Netflix just launched in 130 new countries including Vietnam, India, Nigeria, Poland, Russia, Saudi Arabia, Singapore, South Korea, Turkey, and Indonesia, CEO Reed Hastings told the CES consumer electronics confab in a keynote address.

“You are witnessing the birth of a global TV network,” he said.

The news, at the end of the company’s presentation, sent Netflix shares up nearly 6%.

CES logoMost of the new countries will receive programming in English, but it added Arabic, Korean, Simplified and Traditional Chinese to the 17 languages it already offers.

The company says that it “continues to explore options” to serve China. It isn’t available in Crimea, North Korea and Syria “due to U.S. government restrictions on American companies.”

Hastings and Chief Content Officer Ted Sarandos mostly used today’s forum to promote Netflix’s original content plans.

The company plans to offer more than 600 hours in 2016 — and hopes to grow from there. “The technology is there,” Sarandos says. “It’s the business models that stand in the way.”
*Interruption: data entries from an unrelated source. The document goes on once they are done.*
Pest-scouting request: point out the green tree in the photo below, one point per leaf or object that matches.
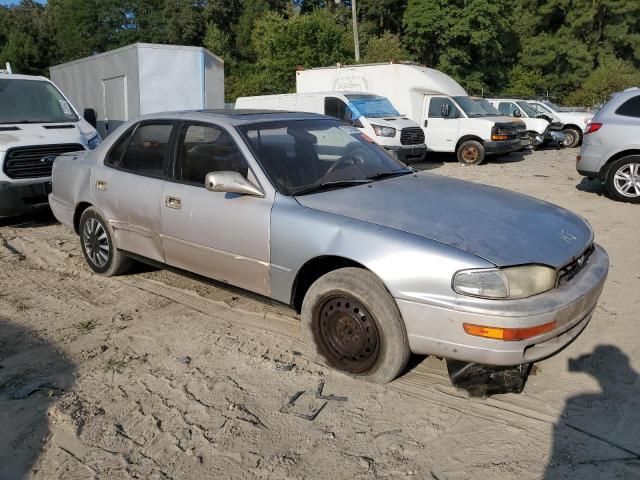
(471, 40)
(613, 75)
(387, 47)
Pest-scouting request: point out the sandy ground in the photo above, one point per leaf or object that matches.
(158, 375)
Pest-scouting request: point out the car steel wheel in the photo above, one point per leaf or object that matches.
(96, 243)
(627, 180)
(347, 334)
(470, 154)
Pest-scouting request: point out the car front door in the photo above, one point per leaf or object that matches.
(224, 236)
(128, 187)
(441, 124)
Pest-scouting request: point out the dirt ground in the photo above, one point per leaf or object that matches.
(158, 375)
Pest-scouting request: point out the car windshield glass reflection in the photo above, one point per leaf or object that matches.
(308, 156)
Showing clips from upcoming series The Crown and The Get Down, he says that Netflix has a luxury that conventional programmers lack to offer diverse programming. The company brought out celebrities Chelsea Handler, Will Arnett, Krysten Ritter, and Wagner Moura to praise Netflix.

With the data to target shows and promotions to specific viewers “we can spend less on marketing” and “score [not only] with home runs but also singles and doubles and triples.”

Netflix appeals to content creators by offering them flexibility to develop an entire series, not just a pilot, and episodes “that are not 22 or 44 minutes long.”

Sarandos defended Netflix’s movies that premiere online the same time it hopes to release them in theaters — a proposition most exhibitors reject.

“We are not anti-theater,” he says. “We are just pro-movies.” The Netflix model “removes one of the key reasons people resort to piracy.”

Hastings opened his company’s part of the proceedings saying that Internet video enables Netflix and others to “finally give people what they always wanted. We can put consumers across the world in the driver’s seat.”

For example, viewers “don’t have to be at the mercy of commercials,” he says. The company has moved television “from corporate to consumer control.”

Later this year, the company will introduce high dynamic range to its 4K videos. The CEO added that Netflix serves more than 70 million global subscribers. In Q4 they watched 12 billion hours of content, up from 8.25 billion in the same period in 2014.